COMP 15 Project #6: Build and traverse expression tree

COMP15 Spring 20XX
Due: Monday, April 11, 11:00PM

Overview

A compiler reads and parses a source language program in order to generate executable machine code. Often, the source language program is translated to an intermediate representation which is analyzed and optimized before machine instructions are generated.

The goal of this project is a program, rpntree, to read and parse Reverse Polish Notation (RPN) arithmetic expressions, build a binary tree intermediate representation of each expression, and traverse each expression tree to print an expression in prefix, infix and postfix forms as selected by the user on the command line. Expressions are printed to a file.

Objectives

The objectives for this project are:

The command line interface

When the program rpntree is launched, the command line options and arguments specify:

The command line interface for rpntree adheres to the following usage synopsis:
    rpntree [-prefix|-infix|-postfix] rpnfile outfile
The program name rpntree is followed by one or more options: -prefix, -infix, -postfix. The name of the input RPN expression file follows the print options on the command line. The name of the input file is followed by the name of the expression output file.

The rpntree program must check several command line and user interface conditions before expression processing is undertaken:

When an error is detected, the program must display a helpful error message followed by a synposis for rpntree usage:
    Usage: rpntree [-prefix|-infix|-postfix] rpnfile outfile
The program should then exit and return the status code EXIT_FAILURE. When rpntree runs successfully, it must return the status code EXIT_SUCCESS.

RPN expression syntax

RPN expressions in the input file differ from the syntax used in earlier assignments. The delimiter/operator '=' (equal sign) has been eliminated. The delimiter ';' (semicolon) is not treated as an operator. The delimiter ';' terminates an RPN expression and it separates RPN expressions in the input file. An RPN expression is free-format and may be split across multiple input lines.

RPN expressions have two kinds of operators: monadic and dyadic. A monadic operator takes one operand and a dyadic operator takes two operands. Monadic operators are:

    abs       Absolute value
    neg       Arithmetic negation
    sqroot    Square root
Dyadic operators are:
    add       Addition          '+'
    sub       Subtraction       '-'
    mul       Multiplication    '*'
    div       Division          '/'
When an expression is printed in infix form, the corresponding single character equivalent for dyadic operators must be used in place of add, sub, etc. to improve readability.

Operands in RPN expressions may be either numeric or symbolic.

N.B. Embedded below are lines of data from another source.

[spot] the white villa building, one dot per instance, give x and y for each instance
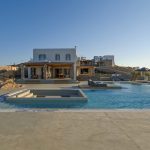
(50, 64)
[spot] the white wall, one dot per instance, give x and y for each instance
(50, 54)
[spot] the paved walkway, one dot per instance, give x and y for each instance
(116, 130)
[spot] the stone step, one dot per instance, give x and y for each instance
(23, 94)
(29, 95)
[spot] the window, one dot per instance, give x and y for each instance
(68, 57)
(84, 71)
(42, 57)
(57, 57)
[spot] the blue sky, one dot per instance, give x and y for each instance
(96, 27)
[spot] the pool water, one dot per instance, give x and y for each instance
(130, 96)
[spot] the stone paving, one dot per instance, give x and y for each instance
(58, 130)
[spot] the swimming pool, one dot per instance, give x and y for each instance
(130, 96)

Numeric operands are positive or negative integer numbers. Symbolic operands are C-like identifiers.

Expression output format

Expressions printed to the output file must adhere to the rules given in this section. Each output expression is printed on a separate line and must begin with a label that identifies the output format, i.e.,

    Prefix:           For prefix output expressions
    Infix:            For infix output expressions
    Postfix:          For postfix output expressions
If an input file contains more than one RPN expression, then the output expressions for a given input expression should appear together in the the output file. (The program rpntree only needs to build and process one expression at a time and then discard the expression tree when done with it.) A blank line should separate each group of output expressions for readability.

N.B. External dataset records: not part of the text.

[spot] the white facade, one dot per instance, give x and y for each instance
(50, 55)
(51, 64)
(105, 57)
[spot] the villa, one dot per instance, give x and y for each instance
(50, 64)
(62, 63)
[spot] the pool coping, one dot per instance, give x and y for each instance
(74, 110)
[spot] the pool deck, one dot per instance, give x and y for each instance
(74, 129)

Prefix form should always appear before infix form and infix form should always appear before postfix form. The order is not sensitive to the order of the options in the command line. (Let's keep it simple!)

Here's an example to illustrate. Assume that the input file "expr5" contains:

    -10 -20 -30 add add;aaa bbb ccc add add ;
    xxx -37 zzz
    add add ;
When rpntree is run using the command:
    rpntree -prefix -infix -postfix expr5 out5
the output file "out5" contains:
    Prefix: (add -10 (add -20 -30))
    Infix: (-10 + (-20 + -30))
    Postfix: -10 -20 -30 add add 

    Prefix: (add aaa (add bbb ccc))
    Infix: (aaa + (bbb + ccc))
    Postfix: aaa bbb ccc add add 

    Prefix: (add xxx (add -37 zzz))
    Infix: (xxx + (-37 + zzz))
    Postfix: xxx -37 zzz add add 
Note that a blank line separates each "group" of output expressions.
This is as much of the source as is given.